CodeNoob CodeNoob - 1 month ago 14
Python Question

Python multiprocessing pickling error

I am sorry that I can't reproduce the error with a simpler example, and my code is too complicated to post. If I run the program in IPython shell instead of the regular python, things work out well.

I looked up some previous notes on this problem. They were all caused by using pool to call function defined within a class function. But this is not the case for me.
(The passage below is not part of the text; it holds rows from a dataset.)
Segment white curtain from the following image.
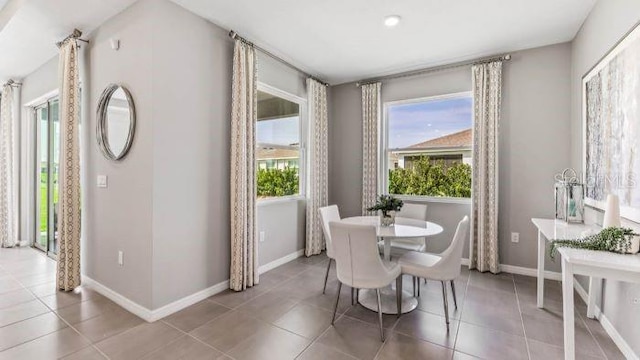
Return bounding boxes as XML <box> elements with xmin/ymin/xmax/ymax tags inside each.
<box><xmin>305</xmin><ymin>78</ymin><xmax>328</xmax><ymax>257</ymax></box>
<box><xmin>229</xmin><ymin>39</ymin><xmax>258</xmax><ymax>291</ymax></box>
<box><xmin>0</xmin><ymin>84</ymin><xmax>18</xmax><ymax>248</ymax></box>
<box><xmin>361</xmin><ymin>82</ymin><xmax>381</xmax><ymax>215</ymax></box>
<box><xmin>57</xmin><ymin>39</ymin><xmax>82</xmax><ymax>290</ymax></box>
<box><xmin>470</xmin><ymin>61</ymin><xmax>502</xmax><ymax>274</ymax></box>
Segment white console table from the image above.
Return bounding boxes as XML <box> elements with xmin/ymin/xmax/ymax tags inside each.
<box><xmin>532</xmin><ymin>218</ymin><xmax>640</xmax><ymax>359</ymax></box>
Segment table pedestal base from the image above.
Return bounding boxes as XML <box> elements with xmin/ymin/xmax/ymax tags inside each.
<box><xmin>358</xmin><ymin>286</ymin><xmax>418</xmax><ymax>314</ymax></box>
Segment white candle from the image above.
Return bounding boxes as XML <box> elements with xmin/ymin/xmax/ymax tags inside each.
<box><xmin>602</xmin><ymin>194</ymin><xmax>621</xmax><ymax>228</ymax></box>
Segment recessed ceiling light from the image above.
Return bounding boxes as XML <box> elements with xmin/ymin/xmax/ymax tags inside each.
<box><xmin>384</xmin><ymin>15</ymin><xmax>401</xmax><ymax>28</ymax></box>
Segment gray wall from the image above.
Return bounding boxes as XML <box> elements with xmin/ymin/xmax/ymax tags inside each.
<box><xmin>570</xmin><ymin>0</ymin><xmax>640</xmax><ymax>354</ymax></box>
<box><xmin>329</xmin><ymin>43</ymin><xmax>572</xmax><ymax>269</ymax></box>
<box><xmin>19</xmin><ymin>0</ymin><xmax>309</xmax><ymax>310</ymax></box>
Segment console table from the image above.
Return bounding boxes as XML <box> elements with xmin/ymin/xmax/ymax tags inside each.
<box><xmin>532</xmin><ymin>218</ymin><xmax>640</xmax><ymax>359</ymax></box>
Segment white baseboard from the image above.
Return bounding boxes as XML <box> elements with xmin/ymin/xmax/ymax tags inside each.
<box><xmin>460</xmin><ymin>258</ymin><xmax>561</xmax><ymax>281</ymax></box>
<box><xmin>82</xmin><ymin>248</ymin><xmax>305</xmax><ymax>322</ymax></box>
<box><xmin>573</xmin><ymin>280</ymin><xmax>638</xmax><ymax>360</ymax></box>
<box><xmin>258</xmin><ymin>249</ymin><xmax>305</xmax><ymax>274</ymax></box>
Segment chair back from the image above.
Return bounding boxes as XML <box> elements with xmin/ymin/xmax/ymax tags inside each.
<box><xmin>398</xmin><ymin>203</ymin><xmax>428</xmax><ymax>220</ymax></box>
<box><xmin>319</xmin><ymin>205</ymin><xmax>340</xmax><ymax>258</ymax></box>
<box><xmin>434</xmin><ymin>216</ymin><xmax>470</xmax><ymax>278</ymax></box>
<box><xmin>329</xmin><ymin>221</ymin><xmax>396</xmax><ymax>289</ymax></box>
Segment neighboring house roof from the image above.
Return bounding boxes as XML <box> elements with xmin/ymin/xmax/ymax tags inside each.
<box><xmin>257</xmin><ymin>147</ymin><xmax>299</xmax><ymax>160</ymax></box>
<box><xmin>407</xmin><ymin>128</ymin><xmax>472</xmax><ymax>149</ymax></box>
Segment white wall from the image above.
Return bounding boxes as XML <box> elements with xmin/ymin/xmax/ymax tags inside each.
<box><xmin>570</xmin><ymin>0</ymin><xmax>640</xmax><ymax>355</ymax></box>
<box><xmin>329</xmin><ymin>43</ymin><xmax>572</xmax><ymax>266</ymax></box>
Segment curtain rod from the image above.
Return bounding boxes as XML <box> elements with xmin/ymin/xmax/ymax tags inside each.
<box><xmin>2</xmin><ymin>79</ymin><xmax>22</xmax><ymax>88</ymax></box>
<box><xmin>228</xmin><ymin>30</ymin><xmax>329</xmax><ymax>87</ymax></box>
<box><xmin>56</xmin><ymin>28</ymin><xmax>89</xmax><ymax>48</ymax></box>
<box><xmin>356</xmin><ymin>53</ymin><xmax>511</xmax><ymax>87</ymax></box>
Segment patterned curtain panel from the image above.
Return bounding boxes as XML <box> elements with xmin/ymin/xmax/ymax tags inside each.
<box><xmin>305</xmin><ymin>78</ymin><xmax>329</xmax><ymax>257</ymax></box>
<box><xmin>57</xmin><ymin>39</ymin><xmax>82</xmax><ymax>290</ymax></box>
<box><xmin>470</xmin><ymin>61</ymin><xmax>502</xmax><ymax>274</ymax></box>
<box><xmin>0</xmin><ymin>84</ymin><xmax>18</xmax><ymax>248</ymax></box>
<box><xmin>229</xmin><ymin>39</ymin><xmax>258</xmax><ymax>291</ymax></box>
<box><xmin>361</xmin><ymin>82</ymin><xmax>381</xmax><ymax>215</ymax></box>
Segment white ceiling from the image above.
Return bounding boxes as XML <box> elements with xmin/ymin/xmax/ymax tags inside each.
<box><xmin>0</xmin><ymin>0</ymin><xmax>136</xmax><ymax>82</ymax></box>
<box><xmin>171</xmin><ymin>0</ymin><xmax>597</xmax><ymax>84</ymax></box>
<box><xmin>0</xmin><ymin>0</ymin><xmax>597</xmax><ymax>85</ymax></box>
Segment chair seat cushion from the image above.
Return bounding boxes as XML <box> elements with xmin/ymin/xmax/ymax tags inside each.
<box><xmin>398</xmin><ymin>251</ymin><xmax>450</xmax><ymax>280</ymax></box>
<box><xmin>378</xmin><ymin>239</ymin><xmax>426</xmax><ymax>253</ymax></box>
<box><xmin>350</xmin><ymin>260</ymin><xmax>401</xmax><ymax>289</ymax></box>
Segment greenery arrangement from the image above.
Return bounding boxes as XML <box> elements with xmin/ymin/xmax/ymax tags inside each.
<box><xmin>367</xmin><ymin>194</ymin><xmax>404</xmax><ymax>217</ymax></box>
<box><xmin>257</xmin><ymin>168</ymin><xmax>299</xmax><ymax>198</ymax></box>
<box><xmin>549</xmin><ymin>227</ymin><xmax>639</xmax><ymax>259</ymax></box>
<box><xmin>389</xmin><ymin>157</ymin><xmax>471</xmax><ymax>198</ymax></box>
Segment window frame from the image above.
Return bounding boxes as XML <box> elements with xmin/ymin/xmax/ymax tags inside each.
<box><xmin>256</xmin><ymin>82</ymin><xmax>308</xmax><ymax>205</ymax></box>
<box><xmin>380</xmin><ymin>91</ymin><xmax>473</xmax><ymax>204</ymax></box>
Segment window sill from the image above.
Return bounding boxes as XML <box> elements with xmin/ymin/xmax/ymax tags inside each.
<box><xmin>257</xmin><ymin>195</ymin><xmax>306</xmax><ymax>207</ymax></box>
<box><xmin>394</xmin><ymin>195</ymin><xmax>471</xmax><ymax>205</ymax></box>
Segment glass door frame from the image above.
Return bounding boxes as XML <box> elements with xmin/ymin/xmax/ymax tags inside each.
<box><xmin>33</xmin><ymin>97</ymin><xmax>59</xmax><ymax>258</ymax></box>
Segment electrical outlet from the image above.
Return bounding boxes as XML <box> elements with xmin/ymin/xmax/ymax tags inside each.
<box><xmin>97</xmin><ymin>175</ymin><xmax>108</xmax><ymax>188</ymax></box>
<box><xmin>633</xmin><ymin>298</ymin><xmax>640</xmax><ymax>305</ymax></box>
<box><xmin>118</xmin><ymin>251</ymin><xmax>124</xmax><ymax>266</ymax></box>
<box><xmin>259</xmin><ymin>231</ymin><xmax>266</xmax><ymax>243</ymax></box>
<box><xmin>511</xmin><ymin>232</ymin><xmax>520</xmax><ymax>243</ymax></box>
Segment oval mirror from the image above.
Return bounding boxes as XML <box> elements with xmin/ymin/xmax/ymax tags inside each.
<box><xmin>97</xmin><ymin>84</ymin><xmax>136</xmax><ymax>160</ymax></box>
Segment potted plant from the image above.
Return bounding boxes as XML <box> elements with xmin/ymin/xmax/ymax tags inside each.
<box><xmin>368</xmin><ymin>195</ymin><xmax>404</xmax><ymax>227</ymax></box>
<box><xmin>549</xmin><ymin>227</ymin><xmax>640</xmax><ymax>259</ymax></box>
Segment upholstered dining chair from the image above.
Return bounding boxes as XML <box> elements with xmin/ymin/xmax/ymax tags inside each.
<box><xmin>398</xmin><ymin>216</ymin><xmax>469</xmax><ymax>331</ymax></box>
<box><xmin>319</xmin><ymin>205</ymin><xmax>340</xmax><ymax>294</ymax></box>
<box><xmin>379</xmin><ymin>203</ymin><xmax>429</xmax><ymax>258</ymax></box>
<box><xmin>329</xmin><ymin>221</ymin><xmax>402</xmax><ymax>341</ymax></box>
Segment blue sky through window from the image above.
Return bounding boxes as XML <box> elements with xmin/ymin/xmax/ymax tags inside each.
<box><xmin>257</xmin><ymin>116</ymin><xmax>299</xmax><ymax>146</ymax></box>
<box><xmin>388</xmin><ymin>96</ymin><xmax>472</xmax><ymax>149</ymax></box>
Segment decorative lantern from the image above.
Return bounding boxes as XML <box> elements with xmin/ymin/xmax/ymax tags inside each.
<box><xmin>555</xmin><ymin>168</ymin><xmax>584</xmax><ymax>223</ymax></box>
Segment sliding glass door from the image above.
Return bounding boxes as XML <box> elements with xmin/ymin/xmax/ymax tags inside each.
<box><xmin>34</xmin><ymin>98</ymin><xmax>60</xmax><ymax>256</ymax></box>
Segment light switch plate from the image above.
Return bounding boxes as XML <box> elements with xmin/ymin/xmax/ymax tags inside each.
<box><xmin>97</xmin><ymin>175</ymin><xmax>108</xmax><ymax>188</ymax></box>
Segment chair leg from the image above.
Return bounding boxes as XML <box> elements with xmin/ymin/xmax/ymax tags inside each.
<box><xmin>412</xmin><ymin>276</ymin><xmax>416</xmax><ymax>297</ymax></box>
<box><xmin>351</xmin><ymin>287</ymin><xmax>355</xmax><ymax>305</ymax></box>
<box><xmin>417</xmin><ymin>278</ymin><xmax>421</xmax><ymax>297</ymax></box>
<box><xmin>396</xmin><ymin>276</ymin><xmax>403</xmax><ymax>318</ymax></box>
<box><xmin>376</xmin><ymin>289</ymin><xmax>385</xmax><ymax>342</ymax></box>
<box><xmin>332</xmin><ymin>282</ymin><xmax>342</xmax><ymax>325</ymax></box>
<box><xmin>322</xmin><ymin>259</ymin><xmax>332</xmax><ymax>294</ymax></box>
<box><xmin>441</xmin><ymin>281</ymin><xmax>450</xmax><ymax>332</ymax></box>
<box><xmin>450</xmin><ymin>280</ymin><xmax>458</xmax><ymax>310</ymax></box>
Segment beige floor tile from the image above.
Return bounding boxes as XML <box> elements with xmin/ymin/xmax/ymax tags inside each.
<box><xmin>0</xmin><ymin>299</ymin><xmax>50</xmax><ymax>327</ymax></box>
<box><xmin>237</xmin><ymin>292</ymin><xmax>298</xmax><ymax>323</ymax></box>
<box><xmin>343</xmin><ymin>304</ymin><xmax>399</xmax><ymax>330</ymax></box>
<box><xmin>266</xmin><ymin>261</ymin><xmax>315</xmax><ymax>278</ymax></box>
<box><xmin>0</xmin><ymin>328</ymin><xmax>89</xmax><ymax>360</ymax></box>
<box><xmin>141</xmin><ymin>335</ymin><xmax>225</xmax><ymax>360</ymax></box>
<box><xmin>521</xmin><ymin>313</ymin><xmax>603</xmax><ymax>357</ymax></box>
<box><xmin>377</xmin><ymin>332</ymin><xmax>453</xmax><ymax>360</ymax></box>
<box><xmin>0</xmin><ymin>289</ymin><xmax>36</xmax><ymax>309</ymax></box>
<box><xmin>455</xmin><ymin>322</ymin><xmax>528</xmax><ymax>360</ymax></box>
<box><xmin>55</xmin><ymin>297</ymin><xmax>120</xmax><ymax>325</ymax></box>
<box><xmin>394</xmin><ymin>309</ymin><xmax>458</xmax><ymax>349</ymax></box>
<box><xmin>0</xmin><ymin>312</ymin><xmax>67</xmax><ymax>351</ymax></box>
<box><xmin>317</xmin><ymin>316</ymin><xmax>385</xmax><ymax>360</ymax></box>
<box><xmin>73</xmin><ymin>307</ymin><xmax>144</xmax><ymax>343</ymax></box>
<box><xmin>190</xmin><ymin>310</ymin><xmax>270</xmax><ymax>352</ymax></box>
<box><xmin>96</xmin><ymin>321</ymin><xmax>182</xmax><ymax>360</ymax></box>
<box><xmin>208</xmin><ymin>286</ymin><xmax>268</xmax><ymax>309</ymax></box>
<box><xmin>227</xmin><ymin>325</ymin><xmax>311</xmax><ymax>360</ymax></box>
<box><xmin>582</xmin><ymin>318</ymin><xmax>626</xmax><ymax>360</ymax></box>
<box><xmin>301</xmin><ymin>280</ymin><xmax>353</xmax><ymax>315</ymax></box>
<box><xmin>527</xmin><ymin>339</ymin><xmax>604</xmax><ymax>360</ymax></box>
<box><xmin>60</xmin><ymin>346</ymin><xmax>108</xmax><ymax>360</ymax></box>
<box><xmin>163</xmin><ymin>300</ymin><xmax>230</xmax><ymax>332</ymax></box>
<box><xmin>415</xmin><ymin>283</ymin><xmax>464</xmax><ymax>319</ymax></box>
<box><xmin>468</xmin><ymin>271</ymin><xmax>515</xmax><ymax>294</ymax></box>
<box><xmin>13</xmin><ymin>272</ymin><xmax>56</xmax><ymax>287</ymax></box>
<box><xmin>296</xmin><ymin>342</ymin><xmax>357</xmax><ymax>360</ymax></box>
<box><xmin>39</xmin><ymin>287</ymin><xmax>102</xmax><ymax>310</ymax></box>
<box><xmin>0</xmin><ymin>277</ymin><xmax>23</xmax><ymax>295</ymax></box>
<box><xmin>27</xmin><ymin>282</ymin><xmax>57</xmax><ymax>298</ymax></box>
<box><xmin>274</xmin><ymin>303</ymin><xmax>333</xmax><ymax>339</ymax></box>
<box><xmin>452</xmin><ymin>351</ymin><xmax>481</xmax><ymax>359</ymax></box>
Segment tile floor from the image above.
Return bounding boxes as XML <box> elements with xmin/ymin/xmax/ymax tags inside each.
<box><xmin>0</xmin><ymin>246</ymin><xmax>626</xmax><ymax>359</ymax></box>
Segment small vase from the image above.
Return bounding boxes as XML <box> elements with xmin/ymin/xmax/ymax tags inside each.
<box><xmin>380</xmin><ymin>211</ymin><xmax>396</xmax><ymax>227</ymax></box>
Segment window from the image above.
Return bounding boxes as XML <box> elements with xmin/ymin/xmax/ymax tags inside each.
<box><xmin>256</xmin><ymin>84</ymin><xmax>306</xmax><ymax>200</ymax></box>
<box><xmin>382</xmin><ymin>92</ymin><xmax>473</xmax><ymax>199</ymax></box>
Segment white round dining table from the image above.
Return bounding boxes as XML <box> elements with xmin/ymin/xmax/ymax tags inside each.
<box><xmin>339</xmin><ymin>215</ymin><xmax>444</xmax><ymax>314</ymax></box>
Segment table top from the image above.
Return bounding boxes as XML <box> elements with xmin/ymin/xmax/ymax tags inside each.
<box><xmin>341</xmin><ymin>216</ymin><xmax>443</xmax><ymax>238</ymax></box>
<box><xmin>531</xmin><ymin>218</ymin><xmax>600</xmax><ymax>241</ymax></box>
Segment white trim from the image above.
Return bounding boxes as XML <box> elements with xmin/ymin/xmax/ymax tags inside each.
<box><xmin>397</xmin><ymin>195</ymin><xmax>471</xmax><ymax>205</ymax></box>
<box><xmin>460</xmin><ymin>258</ymin><xmax>562</xmax><ymax>280</ymax></box>
<box><xmin>258</xmin><ymin>248</ymin><xmax>305</xmax><ymax>274</ymax></box>
<box><xmin>573</xmin><ymin>280</ymin><xmax>639</xmax><ymax>360</ymax></box>
<box><xmin>23</xmin><ymin>89</ymin><xmax>59</xmax><ymax>108</ymax></box>
<box><xmin>81</xmin><ymin>248</ymin><xmax>306</xmax><ymax>322</ymax></box>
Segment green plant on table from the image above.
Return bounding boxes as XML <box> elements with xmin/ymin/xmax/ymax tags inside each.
<box><xmin>367</xmin><ymin>195</ymin><xmax>404</xmax><ymax>217</ymax></box>
<box><xmin>549</xmin><ymin>227</ymin><xmax>638</xmax><ymax>259</ymax></box>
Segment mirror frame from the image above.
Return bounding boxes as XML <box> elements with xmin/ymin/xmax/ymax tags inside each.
<box><xmin>96</xmin><ymin>83</ymin><xmax>136</xmax><ymax>161</ymax></box>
Exception in thread Thread-3:
Traceback (most recent call last):
File "/usr/lib64/python2.7/threading.py", line 552, in __bootstrap_inner
self.run()
File "/usr/lib64/python2.7/threading.py", line 505, in run
self.__target(*self.__args, **self.__kwargs)
File "/usr/lib64/python2.7/multiprocessing/pool.py", line 313, in _handle_tasks
put(task)
PicklingError: Can't pickle <type 'function'>: attribute lookup __builtin__.function failed


I would appreciate any help.

UPDATE: The function I pickle is defined at the top level of the module. Though it calls a function that contains a nested function. i.e, f() calls g() calls h() which has a nested function i(), and I am calling pool.apply_async(f). f(), g(), h() are all defined at the top level. I tried simpler example with this pattern and it works though.

Answer

Here is a list of what can be pickled. In particular, functions are only picklable if they are defined at the top-level of a module.

This piece of code:

import multiprocessing as mp

class Foo():
    @staticmethod
    def work(self):
        pass

pool = mp.Pool()
foo = Foo()
pool.apply_async(foo.work)
pool.close()
pool.join()

yields an error almost identical to the one you posted:

Exception in thread Thread-2:
Traceback (most recent call last):
  File "/usr/lib/python2.7/threading.py", line 552, in __bootstrap_inner
    self.run()
  File "/usr/lib/python2.7/threading.py", line 505, in run
    self.__target(*self.__args, **self.__kwargs)
  File "/usr/lib/python2.7/multiprocessing/pool.py", line 315, in _handle_tasks
    put(task)
PicklingError: Can't pickle <type 'function'>: attribute lookup __builtin__.function failed

The problem is that the pool methods all use a queue.Queue to pass tasks to the worker processes. Everything that goes through the queue.Queue must be pickable, and foo.work is not picklable since it is not defined at the top level of the module.

It can be fixed by defining a function at the top level, which calls foo.work():

def work(foo):
    foo.work()

pool.apply_async(work,args=(foo,))

Notice that foo is pickable, since Foo is defined at the top level and foo.__dict__ is picklable.